La sfida alle forze politiche è divisa in 20 richieste, le più urgenti, ripartite in cinque macro-tematiche: lavoro e politiche sociali, istruzione e capitale umano, ambiente ed energia, diritti sociali e civili, welfare.
Ai partiti è stato chiesto di rispondere e postare le loro proposte sulla piattaforma 20e30.org. «Subito Pd e M5s hanno aderito in maniera chiara e netta, seguiti dal resto dei partiti di centrosinistra e da alcuni partiti di centrodestra. Forza Italia ha appena aderito e stiamo dialogando con la Lega», spiega a Open Pavanello, sottolineando che il valore aggiunto dell’iniziativa, che ne può a suo parere determinare il successo, è proprio nella «volontà di trasversalità ideologica». «La nostra chiave è strutturarci lontano dai movimenti giovanili dei partiti. Siamo nati veramente dal basso e senza alcuna influenza né aspirazione politica. Siamo tutti lavoratori tra i 27 e i 33 anni, liberi di scegliere e poter essere trasparenti», aggiunge.
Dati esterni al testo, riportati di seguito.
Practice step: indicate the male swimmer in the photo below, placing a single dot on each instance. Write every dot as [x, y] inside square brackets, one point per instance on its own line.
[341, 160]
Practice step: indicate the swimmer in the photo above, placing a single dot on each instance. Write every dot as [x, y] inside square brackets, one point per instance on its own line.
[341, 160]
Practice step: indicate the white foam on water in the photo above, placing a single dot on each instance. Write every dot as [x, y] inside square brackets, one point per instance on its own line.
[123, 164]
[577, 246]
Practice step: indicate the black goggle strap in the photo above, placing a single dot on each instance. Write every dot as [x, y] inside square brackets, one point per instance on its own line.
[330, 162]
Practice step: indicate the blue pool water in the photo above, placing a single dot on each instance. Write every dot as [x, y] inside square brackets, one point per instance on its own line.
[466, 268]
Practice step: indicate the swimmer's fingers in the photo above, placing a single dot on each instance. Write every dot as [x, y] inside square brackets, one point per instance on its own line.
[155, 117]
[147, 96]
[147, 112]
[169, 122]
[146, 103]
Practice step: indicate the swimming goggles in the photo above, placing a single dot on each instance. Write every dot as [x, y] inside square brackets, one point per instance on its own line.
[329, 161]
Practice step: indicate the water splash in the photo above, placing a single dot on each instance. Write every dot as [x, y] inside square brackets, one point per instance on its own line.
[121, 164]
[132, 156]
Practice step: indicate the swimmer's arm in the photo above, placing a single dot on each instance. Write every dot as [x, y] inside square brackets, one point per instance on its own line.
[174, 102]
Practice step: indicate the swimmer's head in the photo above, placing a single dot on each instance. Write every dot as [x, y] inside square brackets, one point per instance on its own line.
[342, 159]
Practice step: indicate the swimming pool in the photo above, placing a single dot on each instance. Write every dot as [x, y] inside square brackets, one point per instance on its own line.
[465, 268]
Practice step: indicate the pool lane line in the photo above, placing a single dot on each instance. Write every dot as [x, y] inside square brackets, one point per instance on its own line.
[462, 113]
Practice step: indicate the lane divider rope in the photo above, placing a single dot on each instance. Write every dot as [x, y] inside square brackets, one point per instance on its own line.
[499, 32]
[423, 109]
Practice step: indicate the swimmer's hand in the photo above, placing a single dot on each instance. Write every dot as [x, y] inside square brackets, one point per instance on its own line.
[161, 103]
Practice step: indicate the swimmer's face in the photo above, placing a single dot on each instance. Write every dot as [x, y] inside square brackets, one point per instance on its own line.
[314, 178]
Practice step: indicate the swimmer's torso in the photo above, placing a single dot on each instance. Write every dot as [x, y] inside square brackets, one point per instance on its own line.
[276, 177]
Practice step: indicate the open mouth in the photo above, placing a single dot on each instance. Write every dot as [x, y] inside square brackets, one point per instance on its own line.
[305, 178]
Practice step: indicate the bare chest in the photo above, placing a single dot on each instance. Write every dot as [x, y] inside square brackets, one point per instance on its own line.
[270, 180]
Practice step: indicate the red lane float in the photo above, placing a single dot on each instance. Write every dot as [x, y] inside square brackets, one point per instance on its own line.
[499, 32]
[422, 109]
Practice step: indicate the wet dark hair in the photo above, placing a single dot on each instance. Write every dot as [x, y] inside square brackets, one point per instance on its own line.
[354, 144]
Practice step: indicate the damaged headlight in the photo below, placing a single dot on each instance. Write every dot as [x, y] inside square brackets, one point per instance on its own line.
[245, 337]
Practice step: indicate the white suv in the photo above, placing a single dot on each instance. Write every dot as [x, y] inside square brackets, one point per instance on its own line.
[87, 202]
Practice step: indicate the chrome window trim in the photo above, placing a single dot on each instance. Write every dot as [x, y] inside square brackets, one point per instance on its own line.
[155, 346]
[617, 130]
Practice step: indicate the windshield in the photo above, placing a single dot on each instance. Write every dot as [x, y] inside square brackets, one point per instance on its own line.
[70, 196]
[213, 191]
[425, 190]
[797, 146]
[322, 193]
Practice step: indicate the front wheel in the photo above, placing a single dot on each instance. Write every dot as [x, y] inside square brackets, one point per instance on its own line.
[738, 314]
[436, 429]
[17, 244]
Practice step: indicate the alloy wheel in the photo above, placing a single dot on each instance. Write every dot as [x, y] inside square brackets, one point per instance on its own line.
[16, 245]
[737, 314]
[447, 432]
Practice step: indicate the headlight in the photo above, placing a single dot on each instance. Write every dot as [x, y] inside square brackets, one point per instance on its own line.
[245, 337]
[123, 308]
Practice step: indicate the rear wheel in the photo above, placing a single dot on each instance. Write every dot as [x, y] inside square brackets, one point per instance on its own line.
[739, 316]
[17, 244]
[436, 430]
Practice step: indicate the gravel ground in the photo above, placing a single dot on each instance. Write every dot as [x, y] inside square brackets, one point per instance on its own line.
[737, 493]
Sulla stessa lunghezza d’onda anche Lucia Abbinante, 35 anni e direttrice dell’Agenzia nazionale giovani, l’ente governativo che in Italia gestisce i programmi europei giovanili, come l’Erasmus+, e si impegna nel favorire il dialogo tra giovani e istituzioni.
«È difficile occuparsi politicamente dei giovani. Anche perché delle politiche giovanili veramente efficaci richiedono un’azione combinata in moltissimi campi, misure trasversali e intergenerazionali. Questa difficoltà si è tradotta nell’abbandono della categoria o nell’adozione di un approccio totalmente inadeguato, che non tiene conto della complessità del tema e procede per attività sporadiche che non creano una connessione vera tra i giovani, i partiti e la politica», spiega Abbinante.
Il compromesso, secondo la direttrice dell’Ang, dovrebbe avvenire tramite un dialogo strutturato che si ispiri al modello europeo, attraverso l’apertura di spazi nei processi decisionali a livello istituzionale, investendo i giovani di responsabilità.
E propone varie azioni: «Tra le altre cose, è necessario rafforzare il ruolo della delega alle politiche giovanili attraverso l’istituzione di una cabina di coordinamento interministeriale e interregionale sulle misure e l’interlocuzione strutturata con le organizzazioni e i movimenti giovanili, per recepire i contributi che arrivando da un livello più locale. A livello parlamentare – continua – c’è da potenziare l’istituzione di commissioni parlamentari ad hoc, e a livello di rappresentanza consolidare il ruolo del Consiglio nazionale giovani», conclude Abbinante.